Former State Sen. Jon Woods appeals conviction, sentence in kickback scheme

by Jeff Della Rosa (JDellaRosa@nwabj.com) 555 views 

Former State Sen. Jon Woods, R-Springdale, has appealed the conviction and sentence of 18 years and four months in federal prison handed down by U.S. District Judge Timothy Brooks  for Woods’ involvement in a widespread kickback and bribery scheme that included Ecclesia College.

The notice of appeal was filed Thursday (Sept. 20) in U.S. District Court for the Western District of Arkansas. Along with the notice, Woods’ attorney Patrick Benca of Little Rock filed a motion for Woods to be released on bond while the appeal is pending and a 22-page brief in support of the motion.

On Sept. 5, Brooks sentenced Woods to 220 months in federal prison. He also ordered Woods, 41, to pay $1.621 million in restitution, a more than $1 million forfeiture money judgement and a $1,500 special assessment for the 15 counts on which he was found guilty. Woods is required to report to prison by 1 p.m. Sept. 26 and will remain out of jail on his existing bond until then. When released, he’ll have three years of supervised release and must notify his probation officer before opening a bank account.

If Woods is unsuccessful in his appeals, he would serve at least 85% of the sentence, or 15 years and seven months.

On Sept. 13, former Rep. Micah Neal, R-Springdale, was sentenced to three years of probation for his role in the scheme to steal General Improvement Funds (GIF). Neal must pay $200,000 in restitution and must spend the first years of probation on house arrest with an electronic monitor and complete 300 hours of community service over the next two years.

On Sept. 12, Oren Paris III, 50, the former president of Ecclesia College in Springdale, was sentenced to three years in federal prison followed by three years of supervised release for his role in the scheme. Paris also must pay $621,500 in restitution. He must report to prison Oct. 10.

On Sept. 6, Consultant Randell Shelton Jr., 39, was sentenced to six years in federal prison for his involvement in the scheme.

In early May, a federal grand jury returned a guilty verdict against Woods and Shelton for their involvement in the fraud that used the state’s GIF dollars. Woods was convicted of one count of conspiracy to commit honest services mail and wire fraud in violation of federal law, 12 counts of honest services wire fraud, one count of honest services mail fraud and one count of money laundering. Shelton was convicted of one count of conspiracy to commit honest services mail and wire fraud in violation of federal law, 10 counts of honest services wire fraud and one count of honest services mail fraud.

U.S. Attorney Dak Kees said Woods and Neal authorized and directed the Northwest Arkansas Economic Development District, which was responsible for disbursing the GIF, to award a total of approximately $600,000 in GIF money to two nonprofit entities. The evidence further showed that Woods and Neal received bribes from officials at two nonprofits, including Paris, who was then president of the private Christian school founded by his mother and father.

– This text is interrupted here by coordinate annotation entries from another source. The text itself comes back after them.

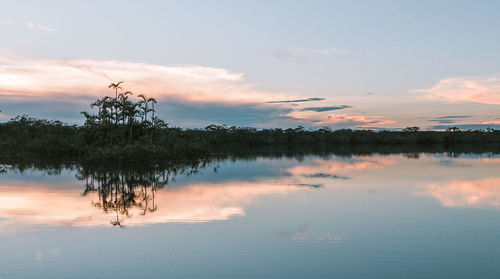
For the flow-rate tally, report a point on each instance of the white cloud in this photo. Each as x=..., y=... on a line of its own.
x=302, y=53
x=40, y=27
x=30, y=25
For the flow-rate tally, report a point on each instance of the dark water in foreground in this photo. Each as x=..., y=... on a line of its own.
x=395, y=216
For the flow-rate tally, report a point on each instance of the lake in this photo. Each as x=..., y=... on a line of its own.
x=415, y=215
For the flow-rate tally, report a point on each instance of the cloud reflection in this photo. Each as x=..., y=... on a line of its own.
x=193, y=203
x=466, y=193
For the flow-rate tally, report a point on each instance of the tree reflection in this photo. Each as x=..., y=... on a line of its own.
x=119, y=190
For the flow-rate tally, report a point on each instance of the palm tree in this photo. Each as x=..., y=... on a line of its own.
x=145, y=109
x=116, y=86
x=153, y=102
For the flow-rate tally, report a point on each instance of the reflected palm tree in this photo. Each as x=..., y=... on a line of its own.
x=119, y=190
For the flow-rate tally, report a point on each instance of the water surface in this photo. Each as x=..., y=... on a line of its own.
x=378, y=216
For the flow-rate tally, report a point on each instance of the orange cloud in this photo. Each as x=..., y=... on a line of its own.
x=494, y=122
x=466, y=193
x=76, y=77
x=478, y=90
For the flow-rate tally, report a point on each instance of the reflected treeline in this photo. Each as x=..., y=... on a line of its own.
x=54, y=165
x=119, y=190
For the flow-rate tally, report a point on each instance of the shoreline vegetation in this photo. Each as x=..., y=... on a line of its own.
x=120, y=128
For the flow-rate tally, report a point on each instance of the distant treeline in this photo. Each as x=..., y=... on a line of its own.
x=24, y=136
x=127, y=130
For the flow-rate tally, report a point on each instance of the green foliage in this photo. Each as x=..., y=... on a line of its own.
x=122, y=129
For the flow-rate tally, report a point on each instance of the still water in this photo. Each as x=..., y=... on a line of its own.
x=377, y=216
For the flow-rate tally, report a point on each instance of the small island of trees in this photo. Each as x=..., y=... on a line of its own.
x=126, y=128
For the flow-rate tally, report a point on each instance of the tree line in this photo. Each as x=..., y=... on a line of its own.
x=124, y=128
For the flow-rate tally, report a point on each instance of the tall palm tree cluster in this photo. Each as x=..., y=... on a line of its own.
x=122, y=119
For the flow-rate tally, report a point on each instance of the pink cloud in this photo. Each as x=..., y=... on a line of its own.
x=42, y=205
x=70, y=78
x=327, y=118
x=466, y=193
x=334, y=166
x=475, y=89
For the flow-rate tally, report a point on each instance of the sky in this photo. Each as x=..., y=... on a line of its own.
x=337, y=64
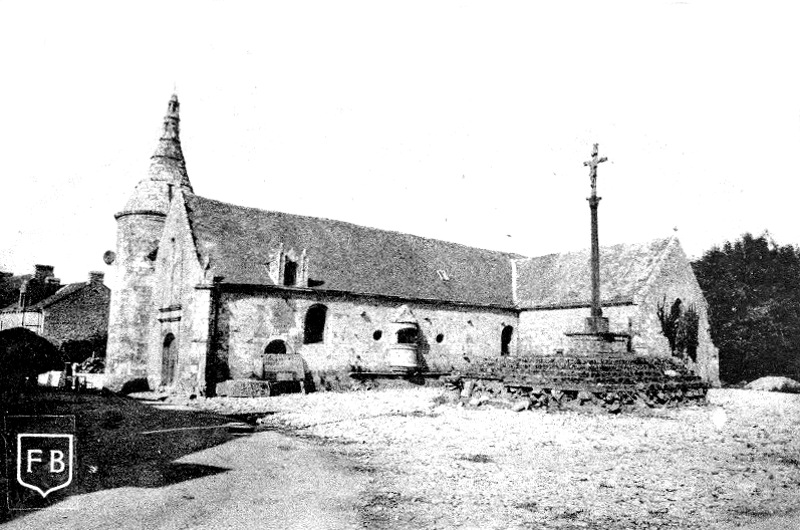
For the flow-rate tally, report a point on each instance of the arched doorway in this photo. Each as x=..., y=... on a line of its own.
x=169, y=360
x=276, y=346
x=505, y=340
x=315, y=324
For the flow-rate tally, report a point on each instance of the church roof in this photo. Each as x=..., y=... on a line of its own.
x=564, y=280
x=346, y=257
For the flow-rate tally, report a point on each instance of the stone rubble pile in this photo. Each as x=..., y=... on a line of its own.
x=613, y=382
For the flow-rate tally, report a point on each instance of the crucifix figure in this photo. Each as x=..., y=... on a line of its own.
x=593, y=168
x=595, y=323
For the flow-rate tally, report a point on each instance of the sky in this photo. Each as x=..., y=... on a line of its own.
x=457, y=120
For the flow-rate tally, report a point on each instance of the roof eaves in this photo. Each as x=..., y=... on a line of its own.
x=337, y=292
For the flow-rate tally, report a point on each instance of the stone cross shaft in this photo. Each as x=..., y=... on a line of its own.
x=596, y=323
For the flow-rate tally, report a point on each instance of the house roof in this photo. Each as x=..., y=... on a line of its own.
x=564, y=280
x=347, y=257
x=67, y=290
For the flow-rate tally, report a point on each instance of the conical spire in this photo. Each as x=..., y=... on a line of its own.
x=167, y=163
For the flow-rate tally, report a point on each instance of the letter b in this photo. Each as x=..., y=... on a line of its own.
x=56, y=457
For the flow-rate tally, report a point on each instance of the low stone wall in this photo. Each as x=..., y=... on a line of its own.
x=615, y=382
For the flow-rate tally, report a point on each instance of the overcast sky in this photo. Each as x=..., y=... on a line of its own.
x=465, y=121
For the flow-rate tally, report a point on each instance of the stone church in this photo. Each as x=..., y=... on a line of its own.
x=206, y=288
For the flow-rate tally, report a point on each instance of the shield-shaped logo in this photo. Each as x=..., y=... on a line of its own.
x=44, y=461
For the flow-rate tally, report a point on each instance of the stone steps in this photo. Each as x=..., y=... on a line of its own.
x=615, y=380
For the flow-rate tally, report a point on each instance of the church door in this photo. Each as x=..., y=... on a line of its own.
x=169, y=362
x=505, y=340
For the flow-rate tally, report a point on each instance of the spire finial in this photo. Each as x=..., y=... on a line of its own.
x=167, y=162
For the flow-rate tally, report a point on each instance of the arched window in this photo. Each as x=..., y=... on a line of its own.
x=169, y=360
x=315, y=324
x=289, y=272
x=505, y=340
x=275, y=346
x=407, y=336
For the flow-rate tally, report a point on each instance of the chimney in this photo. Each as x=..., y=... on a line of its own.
x=42, y=271
x=23, y=294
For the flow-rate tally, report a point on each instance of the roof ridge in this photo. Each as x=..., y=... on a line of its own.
x=62, y=293
x=587, y=249
x=510, y=255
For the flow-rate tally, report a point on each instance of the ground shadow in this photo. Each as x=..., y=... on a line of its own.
x=122, y=442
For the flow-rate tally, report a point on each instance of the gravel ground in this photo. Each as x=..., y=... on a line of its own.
x=435, y=464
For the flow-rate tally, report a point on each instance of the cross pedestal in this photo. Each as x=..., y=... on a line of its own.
x=596, y=339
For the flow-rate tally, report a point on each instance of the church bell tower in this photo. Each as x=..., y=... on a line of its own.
x=139, y=228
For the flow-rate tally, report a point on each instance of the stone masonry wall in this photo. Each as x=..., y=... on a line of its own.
x=675, y=279
x=180, y=307
x=29, y=319
x=542, y=332
x=131, y=316
x=248, y=322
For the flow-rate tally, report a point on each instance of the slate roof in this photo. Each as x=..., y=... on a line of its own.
x=564, y=280
x=347, y=257
x=67, y=290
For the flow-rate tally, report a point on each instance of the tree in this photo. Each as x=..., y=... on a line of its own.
x=753, y=290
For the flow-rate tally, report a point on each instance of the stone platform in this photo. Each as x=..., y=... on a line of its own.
x=615, y=381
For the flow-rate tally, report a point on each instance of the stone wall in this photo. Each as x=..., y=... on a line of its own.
x=131, y=316
x=357, y=331
x=181, y=308
x=542, y=332
x=675, y=279
x=31, y=320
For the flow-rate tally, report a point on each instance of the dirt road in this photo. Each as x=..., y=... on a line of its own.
x=266, y=480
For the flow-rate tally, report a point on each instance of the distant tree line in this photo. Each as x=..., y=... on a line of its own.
x=753, y=291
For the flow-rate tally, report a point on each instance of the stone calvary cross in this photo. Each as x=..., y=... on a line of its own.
x=595, y=323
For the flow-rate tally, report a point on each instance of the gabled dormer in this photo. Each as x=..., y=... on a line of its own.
x=288, y=267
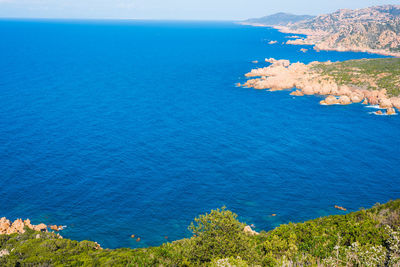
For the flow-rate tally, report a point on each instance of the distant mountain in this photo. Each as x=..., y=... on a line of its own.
x=375, y=29
x=279, y=19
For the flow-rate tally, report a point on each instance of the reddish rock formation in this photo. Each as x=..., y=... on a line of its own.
x=385, y=103
x=391, y=111
x=344, y=100
x=18, y=226
x=297, y=93
x=282, y=75
x=56, y=228
x=247, y=229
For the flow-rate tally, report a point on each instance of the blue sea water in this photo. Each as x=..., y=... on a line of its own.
x=116, y=128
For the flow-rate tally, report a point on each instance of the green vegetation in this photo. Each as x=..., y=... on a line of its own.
x=364, y=238
x=371, y=74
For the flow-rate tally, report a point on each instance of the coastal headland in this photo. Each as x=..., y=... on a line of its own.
x=373, y=30
x=342, y=83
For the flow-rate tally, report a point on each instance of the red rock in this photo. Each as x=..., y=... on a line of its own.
x=330, y=100
x=297, y=93
x=344, y=100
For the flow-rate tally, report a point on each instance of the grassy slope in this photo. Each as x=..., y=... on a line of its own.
x=371, y=74
x=342, y=239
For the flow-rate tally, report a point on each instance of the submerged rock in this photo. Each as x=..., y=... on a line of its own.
x=385, y=103
x=297, y=93
x=330, y=100
x=18, y=226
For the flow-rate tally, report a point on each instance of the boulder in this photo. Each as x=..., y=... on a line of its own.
x=297, y=93
x=344, y=100
x=330, y=100
x=385, y=103
x=17, y=227
x=373, y=100
x=356, y=97
x=247, y=229
x=390, y=111
x=344, y=90
x=40, y=227
x=308, y=90
x=395, y=102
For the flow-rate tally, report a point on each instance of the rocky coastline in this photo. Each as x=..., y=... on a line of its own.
x=306, y=80
x=316, y=39
x=8, y=227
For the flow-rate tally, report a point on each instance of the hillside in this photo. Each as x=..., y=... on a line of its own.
x=374, y=29
x=278, y=19
x=364, y=238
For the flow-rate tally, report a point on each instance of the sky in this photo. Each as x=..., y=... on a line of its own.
x=173, y=9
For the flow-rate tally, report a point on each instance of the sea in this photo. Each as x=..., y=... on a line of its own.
x=120, y=128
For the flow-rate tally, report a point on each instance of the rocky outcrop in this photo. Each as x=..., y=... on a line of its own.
x=374, y=30
x=330, y=100
x=4, y=252
x=390, y=111
x=282, y=75
x=18, y=226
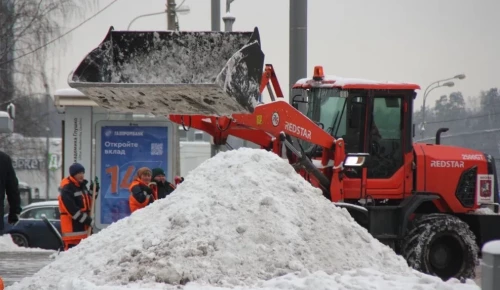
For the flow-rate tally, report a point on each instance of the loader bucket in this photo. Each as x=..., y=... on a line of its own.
x=167, y=72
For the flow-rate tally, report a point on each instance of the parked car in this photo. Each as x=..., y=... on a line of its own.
x=31, y=231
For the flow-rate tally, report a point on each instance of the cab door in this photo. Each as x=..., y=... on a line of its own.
x=389, y=141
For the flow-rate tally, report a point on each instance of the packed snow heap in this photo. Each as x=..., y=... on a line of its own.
x=243, y=218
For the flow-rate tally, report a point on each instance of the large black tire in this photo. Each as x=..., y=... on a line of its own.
x=441, y=245
x=20, y=240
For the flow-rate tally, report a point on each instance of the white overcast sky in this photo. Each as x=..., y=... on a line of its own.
x=396, y=40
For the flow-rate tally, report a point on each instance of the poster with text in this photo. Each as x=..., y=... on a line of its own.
x=125, y=149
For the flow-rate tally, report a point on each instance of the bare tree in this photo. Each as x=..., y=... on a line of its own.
x=27, y=30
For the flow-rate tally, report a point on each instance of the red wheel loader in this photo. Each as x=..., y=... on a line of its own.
x=351, y=138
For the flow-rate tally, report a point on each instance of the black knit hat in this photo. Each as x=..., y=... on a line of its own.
x=76, y=168
x=157, y=171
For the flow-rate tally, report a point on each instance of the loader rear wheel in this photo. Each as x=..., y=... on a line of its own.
x=441, y=245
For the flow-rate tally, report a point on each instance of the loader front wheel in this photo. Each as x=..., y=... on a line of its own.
x=441, y=245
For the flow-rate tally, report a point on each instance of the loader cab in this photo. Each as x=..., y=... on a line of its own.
x=371, y=117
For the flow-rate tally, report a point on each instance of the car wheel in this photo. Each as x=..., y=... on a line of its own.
x=20, y=240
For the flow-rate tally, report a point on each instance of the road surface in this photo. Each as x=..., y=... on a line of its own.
x=16, y=265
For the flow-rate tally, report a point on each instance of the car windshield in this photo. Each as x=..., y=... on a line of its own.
x=327, y=108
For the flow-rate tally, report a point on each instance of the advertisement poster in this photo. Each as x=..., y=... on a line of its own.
x=485, y=188
x=125, y=149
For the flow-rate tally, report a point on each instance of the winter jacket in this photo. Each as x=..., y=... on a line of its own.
x=164, y=189
x=141, y=195
x=75, y=204
x=8, y=185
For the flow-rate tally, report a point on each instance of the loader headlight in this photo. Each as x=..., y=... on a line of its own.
x=356, y=160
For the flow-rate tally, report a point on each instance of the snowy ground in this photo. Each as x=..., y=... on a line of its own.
x=241, y=220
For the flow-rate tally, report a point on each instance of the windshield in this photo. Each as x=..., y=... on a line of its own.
x=327, y=109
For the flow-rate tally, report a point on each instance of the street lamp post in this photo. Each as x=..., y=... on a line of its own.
x=179, y=9
x=440, y=83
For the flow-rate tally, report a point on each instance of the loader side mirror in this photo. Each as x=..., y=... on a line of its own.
x=356, y=160
x=295, y=102
x=356, y=114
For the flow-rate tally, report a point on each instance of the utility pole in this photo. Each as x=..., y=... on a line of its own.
x=228, y=18
x=215, y=7
x=171, y=14
x=175, y=134
x=298, y=42
x=47, y=138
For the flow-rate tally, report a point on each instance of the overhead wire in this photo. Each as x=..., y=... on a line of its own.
x=61, y=36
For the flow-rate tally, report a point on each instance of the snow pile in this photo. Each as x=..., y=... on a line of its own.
x=242, y=219
x=7, y=245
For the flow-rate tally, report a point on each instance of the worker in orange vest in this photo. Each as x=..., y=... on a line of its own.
x=141, y=192
x=75, y=203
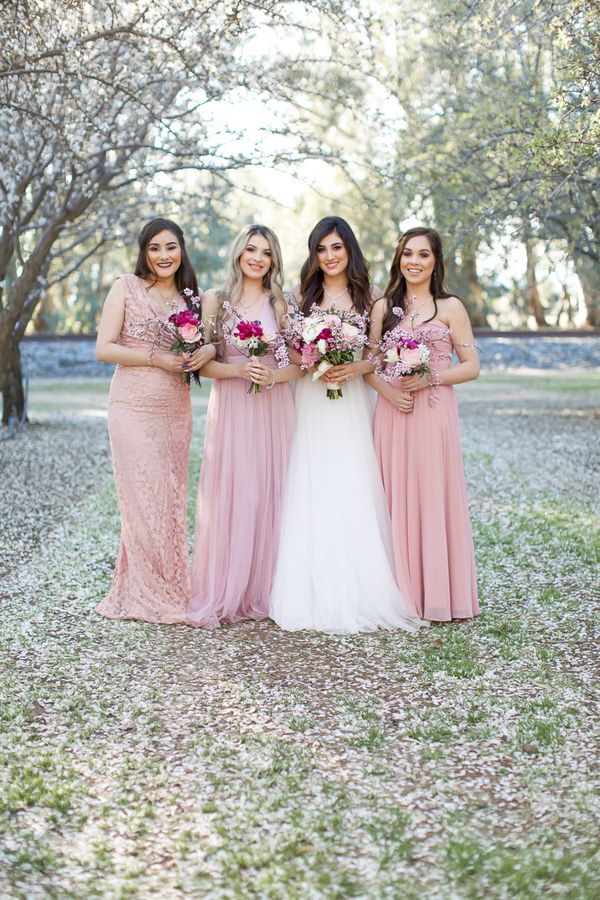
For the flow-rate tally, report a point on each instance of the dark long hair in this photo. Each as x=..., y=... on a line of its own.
x=185, y=277
x=396, y=290
x=311, y=275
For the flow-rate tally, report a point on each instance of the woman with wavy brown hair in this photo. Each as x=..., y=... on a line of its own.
x=334, y=567
x=150, y=425
x=418, y=449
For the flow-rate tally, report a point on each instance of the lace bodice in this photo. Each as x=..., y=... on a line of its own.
x=145, y=325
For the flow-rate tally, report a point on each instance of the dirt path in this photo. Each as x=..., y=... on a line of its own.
x=145, y=761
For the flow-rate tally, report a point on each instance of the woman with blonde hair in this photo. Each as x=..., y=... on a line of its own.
x=247, y=441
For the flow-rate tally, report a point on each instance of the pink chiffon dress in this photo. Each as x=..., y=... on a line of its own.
x=421, y=464
x=150, y=426
x=245, y=458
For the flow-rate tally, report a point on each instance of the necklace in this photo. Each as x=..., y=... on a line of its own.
x=252, y=302
x=169, y=302
x=334, y=298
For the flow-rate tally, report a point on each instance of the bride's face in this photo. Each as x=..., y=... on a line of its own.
x=332, y=254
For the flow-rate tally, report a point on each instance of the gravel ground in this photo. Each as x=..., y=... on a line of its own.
x=160, y=761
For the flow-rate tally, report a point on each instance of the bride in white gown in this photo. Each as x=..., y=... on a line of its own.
x=334, y=567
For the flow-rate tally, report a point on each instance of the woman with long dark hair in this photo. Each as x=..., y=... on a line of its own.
x=150, y=424
x=419, y=449
x=334, y=567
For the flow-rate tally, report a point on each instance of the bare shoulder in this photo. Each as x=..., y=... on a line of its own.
x=118, y=290
x=211, y=299
x=295, y=291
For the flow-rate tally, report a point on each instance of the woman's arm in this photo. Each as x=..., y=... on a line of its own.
x=397, y=396
x=360, y=367
x=467, y=368
x=108, y=348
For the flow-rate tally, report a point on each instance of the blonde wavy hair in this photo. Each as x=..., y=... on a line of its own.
x=272, y=281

Woods had solicited and accepted kickbacks, and Shelton “covered it up by funneling the kickbacks through his consulting company,” said John Cronan, acting assistant attorney general. The FBI, IRS and U.S. Attorney’s Office had investigated the case for three years, and Kees said that it was still under investigation.

Details from the indictment shows Woods initially facilitated $200,000 of GIF money to the college and later, together with Neal, directed another $200,000 to the college, all in exchange for kickbacks. To pay and conceal the kickbacks to Woods and Neal, Paris paid a portion of the GIF to Shelton’s consulting company. Shelton then kept a portion of the money and paid the other portion to Woods and Neal.

Paris also bribed Woods by hiring one of the lawmaker’s friends to an administrative position at the four-year college, whose board of regents includes such well-known evangelical figures as political consultant David Barton, movie star and recording artist Pat Boone, gospel singer Twila Paris and former Ohio congressman Bob McEwen.

Neal pleaded guilty on Jan. 4, 2017, and Paris pleaded guilty April 5. One week later, Ecclesia College officials named Randall Bell as the new president of the school.

The ongoing Ecclesia College investigation has left lawmakers, policymakers and political watchers at the State Capitol speculating what other lawmakers and public officials could be indicted or charged next in the widespread bribery and corruption scandal over GIF funds. A separate, but parallel investigation involving former lobbyist Milton “Rusty” Cranford and Springfield, Mo.-based health nonprofit, Preferred Family Healthcare (PFH), has also entrapped two Democratic lawmakers with more indictments ahead of the upcoming 2019 legislative session.